Tuesday, January 10, 2006

What Exactly Are We Paying For?

Health care is one of those issues I'd like to understand better. Specifically, I'd like to know why this is happening:
Record Share Of Economy Is Spent on Health Care: "Rising health care costs, already threatening many basic industries, now consume 16 percent of the nation's economic output -- the highest proportion ever, the government said yesterday in its latest calculation.

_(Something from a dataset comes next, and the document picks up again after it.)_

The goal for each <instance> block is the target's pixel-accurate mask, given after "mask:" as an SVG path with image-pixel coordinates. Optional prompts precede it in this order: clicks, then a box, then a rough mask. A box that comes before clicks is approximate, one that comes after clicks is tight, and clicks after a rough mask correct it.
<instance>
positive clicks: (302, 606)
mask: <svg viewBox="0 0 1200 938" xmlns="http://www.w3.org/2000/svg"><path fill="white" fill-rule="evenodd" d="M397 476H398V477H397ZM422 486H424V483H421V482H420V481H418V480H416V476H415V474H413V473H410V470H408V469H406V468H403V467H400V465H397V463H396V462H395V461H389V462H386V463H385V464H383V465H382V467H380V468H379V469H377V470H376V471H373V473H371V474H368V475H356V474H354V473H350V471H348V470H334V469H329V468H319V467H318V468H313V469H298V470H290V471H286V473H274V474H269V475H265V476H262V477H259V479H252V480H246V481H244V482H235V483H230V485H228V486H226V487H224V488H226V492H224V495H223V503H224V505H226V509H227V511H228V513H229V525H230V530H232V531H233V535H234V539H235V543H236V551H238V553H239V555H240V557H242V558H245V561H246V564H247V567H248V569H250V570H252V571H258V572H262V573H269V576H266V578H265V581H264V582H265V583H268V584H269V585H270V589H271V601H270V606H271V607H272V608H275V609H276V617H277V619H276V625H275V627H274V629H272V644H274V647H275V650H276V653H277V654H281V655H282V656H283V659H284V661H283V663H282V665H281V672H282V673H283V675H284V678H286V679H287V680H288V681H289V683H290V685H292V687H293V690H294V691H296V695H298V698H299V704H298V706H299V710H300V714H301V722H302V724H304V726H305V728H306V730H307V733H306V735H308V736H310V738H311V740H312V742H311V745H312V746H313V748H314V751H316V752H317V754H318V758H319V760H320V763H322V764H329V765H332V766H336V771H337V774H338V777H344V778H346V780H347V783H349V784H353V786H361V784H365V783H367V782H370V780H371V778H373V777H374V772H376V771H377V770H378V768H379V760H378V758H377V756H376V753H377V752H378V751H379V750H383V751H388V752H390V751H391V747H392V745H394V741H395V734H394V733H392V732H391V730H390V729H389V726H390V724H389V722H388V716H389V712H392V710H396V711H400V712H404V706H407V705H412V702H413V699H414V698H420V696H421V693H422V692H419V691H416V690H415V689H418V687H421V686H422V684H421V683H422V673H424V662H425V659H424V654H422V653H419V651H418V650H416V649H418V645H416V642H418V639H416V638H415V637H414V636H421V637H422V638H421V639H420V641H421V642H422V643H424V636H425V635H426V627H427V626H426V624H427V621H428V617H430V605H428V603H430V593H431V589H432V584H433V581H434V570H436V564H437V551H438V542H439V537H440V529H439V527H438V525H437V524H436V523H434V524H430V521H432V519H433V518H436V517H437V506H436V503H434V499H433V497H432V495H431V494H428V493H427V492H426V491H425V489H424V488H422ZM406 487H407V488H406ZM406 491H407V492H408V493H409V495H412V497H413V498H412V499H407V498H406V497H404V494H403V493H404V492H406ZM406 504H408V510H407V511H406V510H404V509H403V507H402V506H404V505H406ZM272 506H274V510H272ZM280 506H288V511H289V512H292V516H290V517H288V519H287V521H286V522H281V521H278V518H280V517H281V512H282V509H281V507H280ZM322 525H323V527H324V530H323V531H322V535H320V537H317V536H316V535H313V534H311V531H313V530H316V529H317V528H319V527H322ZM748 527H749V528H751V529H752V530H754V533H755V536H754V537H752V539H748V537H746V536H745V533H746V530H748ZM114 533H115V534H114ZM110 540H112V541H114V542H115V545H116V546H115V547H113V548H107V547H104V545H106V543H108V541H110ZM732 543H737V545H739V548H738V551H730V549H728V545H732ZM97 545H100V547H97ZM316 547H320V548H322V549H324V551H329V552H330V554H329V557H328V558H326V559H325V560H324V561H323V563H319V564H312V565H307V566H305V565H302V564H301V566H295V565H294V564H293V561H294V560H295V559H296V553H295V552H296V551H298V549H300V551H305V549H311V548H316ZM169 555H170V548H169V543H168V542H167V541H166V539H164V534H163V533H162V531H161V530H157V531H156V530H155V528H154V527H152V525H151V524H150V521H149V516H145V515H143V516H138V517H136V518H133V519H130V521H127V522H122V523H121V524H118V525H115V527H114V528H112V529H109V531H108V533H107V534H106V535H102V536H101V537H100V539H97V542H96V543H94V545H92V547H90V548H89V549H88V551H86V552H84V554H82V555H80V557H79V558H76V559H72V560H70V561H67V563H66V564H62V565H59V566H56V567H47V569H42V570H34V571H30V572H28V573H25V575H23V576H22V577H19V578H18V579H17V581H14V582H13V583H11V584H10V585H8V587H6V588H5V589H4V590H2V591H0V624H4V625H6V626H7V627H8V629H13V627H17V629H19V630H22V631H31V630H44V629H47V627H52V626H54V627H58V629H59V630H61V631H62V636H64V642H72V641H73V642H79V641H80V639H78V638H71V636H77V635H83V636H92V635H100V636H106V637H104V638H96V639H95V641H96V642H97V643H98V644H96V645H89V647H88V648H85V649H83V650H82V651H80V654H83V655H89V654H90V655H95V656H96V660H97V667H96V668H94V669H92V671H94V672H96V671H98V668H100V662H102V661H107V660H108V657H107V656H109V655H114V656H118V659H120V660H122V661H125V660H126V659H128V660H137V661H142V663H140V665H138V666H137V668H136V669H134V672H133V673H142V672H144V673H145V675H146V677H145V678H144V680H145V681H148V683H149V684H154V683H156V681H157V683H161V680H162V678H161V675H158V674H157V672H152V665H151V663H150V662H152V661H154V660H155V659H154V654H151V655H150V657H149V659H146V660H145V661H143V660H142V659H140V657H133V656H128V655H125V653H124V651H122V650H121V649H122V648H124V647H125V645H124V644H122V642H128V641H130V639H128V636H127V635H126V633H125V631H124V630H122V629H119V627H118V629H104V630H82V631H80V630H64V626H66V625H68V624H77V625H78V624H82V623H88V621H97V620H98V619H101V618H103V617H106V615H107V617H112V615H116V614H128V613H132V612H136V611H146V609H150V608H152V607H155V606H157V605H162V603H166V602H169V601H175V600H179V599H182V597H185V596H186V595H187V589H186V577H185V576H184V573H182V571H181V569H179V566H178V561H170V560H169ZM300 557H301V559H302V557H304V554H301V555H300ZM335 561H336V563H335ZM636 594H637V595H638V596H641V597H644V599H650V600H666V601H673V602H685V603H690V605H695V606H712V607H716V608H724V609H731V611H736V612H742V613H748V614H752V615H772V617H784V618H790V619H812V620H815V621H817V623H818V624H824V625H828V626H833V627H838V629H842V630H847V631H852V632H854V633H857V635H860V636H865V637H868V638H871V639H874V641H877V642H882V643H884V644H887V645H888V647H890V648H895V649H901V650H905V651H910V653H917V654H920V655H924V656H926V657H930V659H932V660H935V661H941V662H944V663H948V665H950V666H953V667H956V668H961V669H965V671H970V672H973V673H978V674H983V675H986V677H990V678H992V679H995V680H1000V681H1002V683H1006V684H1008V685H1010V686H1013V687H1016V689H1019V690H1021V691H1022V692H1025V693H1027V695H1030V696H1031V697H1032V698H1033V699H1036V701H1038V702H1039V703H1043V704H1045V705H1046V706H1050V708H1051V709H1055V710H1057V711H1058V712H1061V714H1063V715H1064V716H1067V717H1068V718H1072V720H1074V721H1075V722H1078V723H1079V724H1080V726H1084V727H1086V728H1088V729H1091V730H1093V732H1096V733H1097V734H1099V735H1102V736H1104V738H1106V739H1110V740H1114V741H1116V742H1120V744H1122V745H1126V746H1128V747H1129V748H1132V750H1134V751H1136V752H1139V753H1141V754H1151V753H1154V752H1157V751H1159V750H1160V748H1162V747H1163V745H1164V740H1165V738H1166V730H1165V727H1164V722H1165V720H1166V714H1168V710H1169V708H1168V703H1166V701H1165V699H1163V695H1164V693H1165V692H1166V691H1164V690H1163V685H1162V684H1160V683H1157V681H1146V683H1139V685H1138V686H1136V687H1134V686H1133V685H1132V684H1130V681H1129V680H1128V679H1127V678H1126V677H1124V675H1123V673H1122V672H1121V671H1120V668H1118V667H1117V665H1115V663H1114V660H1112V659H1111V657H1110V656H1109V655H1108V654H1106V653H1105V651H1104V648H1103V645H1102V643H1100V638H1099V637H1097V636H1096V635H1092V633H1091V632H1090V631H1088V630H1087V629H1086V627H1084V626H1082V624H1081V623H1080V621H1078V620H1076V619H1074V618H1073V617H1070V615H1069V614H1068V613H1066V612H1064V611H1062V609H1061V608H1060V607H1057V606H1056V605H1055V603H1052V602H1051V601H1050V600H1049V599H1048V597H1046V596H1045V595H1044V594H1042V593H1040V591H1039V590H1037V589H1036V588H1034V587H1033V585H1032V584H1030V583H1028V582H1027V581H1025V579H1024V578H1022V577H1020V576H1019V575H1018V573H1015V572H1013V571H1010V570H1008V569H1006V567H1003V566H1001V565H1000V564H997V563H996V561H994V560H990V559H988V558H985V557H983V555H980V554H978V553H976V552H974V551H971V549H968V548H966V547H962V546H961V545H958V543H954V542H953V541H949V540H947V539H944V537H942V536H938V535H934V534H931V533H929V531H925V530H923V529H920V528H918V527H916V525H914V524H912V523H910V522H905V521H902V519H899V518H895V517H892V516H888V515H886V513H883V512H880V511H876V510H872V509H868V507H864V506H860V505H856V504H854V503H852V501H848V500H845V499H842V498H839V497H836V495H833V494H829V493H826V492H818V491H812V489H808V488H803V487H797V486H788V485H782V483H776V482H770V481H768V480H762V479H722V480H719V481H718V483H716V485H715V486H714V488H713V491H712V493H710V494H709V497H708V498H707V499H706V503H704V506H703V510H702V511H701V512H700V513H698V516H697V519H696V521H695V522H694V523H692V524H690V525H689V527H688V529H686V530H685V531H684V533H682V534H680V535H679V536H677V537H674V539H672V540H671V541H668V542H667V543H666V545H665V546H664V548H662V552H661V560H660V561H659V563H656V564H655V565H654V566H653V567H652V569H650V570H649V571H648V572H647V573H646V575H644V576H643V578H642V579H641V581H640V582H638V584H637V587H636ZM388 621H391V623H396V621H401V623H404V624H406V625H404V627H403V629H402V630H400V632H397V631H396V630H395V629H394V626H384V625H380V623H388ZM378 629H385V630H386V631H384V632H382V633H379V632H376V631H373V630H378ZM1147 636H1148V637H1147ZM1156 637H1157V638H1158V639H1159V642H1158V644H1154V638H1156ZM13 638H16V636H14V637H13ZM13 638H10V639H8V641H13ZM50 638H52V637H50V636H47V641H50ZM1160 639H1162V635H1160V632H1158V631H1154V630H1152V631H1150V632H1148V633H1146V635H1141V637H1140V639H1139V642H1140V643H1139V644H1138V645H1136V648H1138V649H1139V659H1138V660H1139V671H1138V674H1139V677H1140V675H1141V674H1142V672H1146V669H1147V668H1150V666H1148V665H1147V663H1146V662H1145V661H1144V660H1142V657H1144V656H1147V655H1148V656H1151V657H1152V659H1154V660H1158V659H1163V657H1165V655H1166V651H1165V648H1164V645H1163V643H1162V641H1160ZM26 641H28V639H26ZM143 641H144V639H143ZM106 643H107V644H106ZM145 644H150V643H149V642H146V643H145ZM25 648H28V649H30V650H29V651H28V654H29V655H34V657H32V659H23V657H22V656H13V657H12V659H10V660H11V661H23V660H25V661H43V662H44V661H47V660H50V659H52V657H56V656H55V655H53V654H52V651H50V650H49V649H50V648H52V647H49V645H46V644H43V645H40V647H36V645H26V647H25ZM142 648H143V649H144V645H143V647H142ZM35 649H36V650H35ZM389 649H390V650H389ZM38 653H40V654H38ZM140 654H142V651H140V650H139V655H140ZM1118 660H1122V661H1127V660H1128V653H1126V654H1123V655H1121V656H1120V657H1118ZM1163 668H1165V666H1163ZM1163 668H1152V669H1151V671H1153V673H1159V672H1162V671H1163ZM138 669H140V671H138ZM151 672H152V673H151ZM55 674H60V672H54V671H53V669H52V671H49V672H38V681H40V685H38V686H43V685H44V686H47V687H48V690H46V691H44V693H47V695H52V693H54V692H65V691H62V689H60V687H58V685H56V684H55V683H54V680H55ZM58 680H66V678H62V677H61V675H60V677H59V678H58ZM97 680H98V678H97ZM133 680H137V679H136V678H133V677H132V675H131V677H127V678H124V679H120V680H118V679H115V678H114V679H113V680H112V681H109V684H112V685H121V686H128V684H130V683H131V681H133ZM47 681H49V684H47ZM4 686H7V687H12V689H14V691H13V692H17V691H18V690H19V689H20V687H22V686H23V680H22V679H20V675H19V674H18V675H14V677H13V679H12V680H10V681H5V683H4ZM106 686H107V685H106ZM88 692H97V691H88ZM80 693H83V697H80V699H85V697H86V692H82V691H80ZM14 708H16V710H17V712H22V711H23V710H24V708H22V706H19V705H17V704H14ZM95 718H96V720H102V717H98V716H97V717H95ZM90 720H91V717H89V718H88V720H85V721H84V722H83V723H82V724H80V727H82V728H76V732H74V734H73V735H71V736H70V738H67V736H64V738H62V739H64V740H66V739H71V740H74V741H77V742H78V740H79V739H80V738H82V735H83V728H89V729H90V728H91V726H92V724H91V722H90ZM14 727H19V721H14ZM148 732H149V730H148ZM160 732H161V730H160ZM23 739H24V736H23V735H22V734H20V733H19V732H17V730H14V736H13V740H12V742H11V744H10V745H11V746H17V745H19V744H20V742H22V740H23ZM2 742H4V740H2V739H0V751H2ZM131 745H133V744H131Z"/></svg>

The nation's health care bill continued to grow substantially faster than inflation and wages, increasing by almost 8 percent in 2004, the most recent year with near-final numbers."
And I don't buy the facile conservative explanation that it's all due to abusive trial lawyers -- even accepting that there is a strong link between, for example, the sharp rise in malpractice premiums and malpractice awards (certainly not an ironclad conclusion since the poor investments of insurance firms are also estimated to account for a large share of premium increases), the relative costs of malpractice insurance comnpared to the total health care bill are too small for tort reform to be a sensible approach to health care. Something else is going on here, and I haven't yet seen a good explanation for what it is. But whatever is causing health care inflation, the U.S. now spends more than twice as much as Europe as a share of GDP on health care, while our aggregate public health performance (i.e. infant mortality, life expectancy, etc) consistently ranks among the lowest in the industrialized world. In other words, we pay out the nose for substandard care, and yet Americans seem convinced that we have the best health care system in the world. Maybe more on this to come.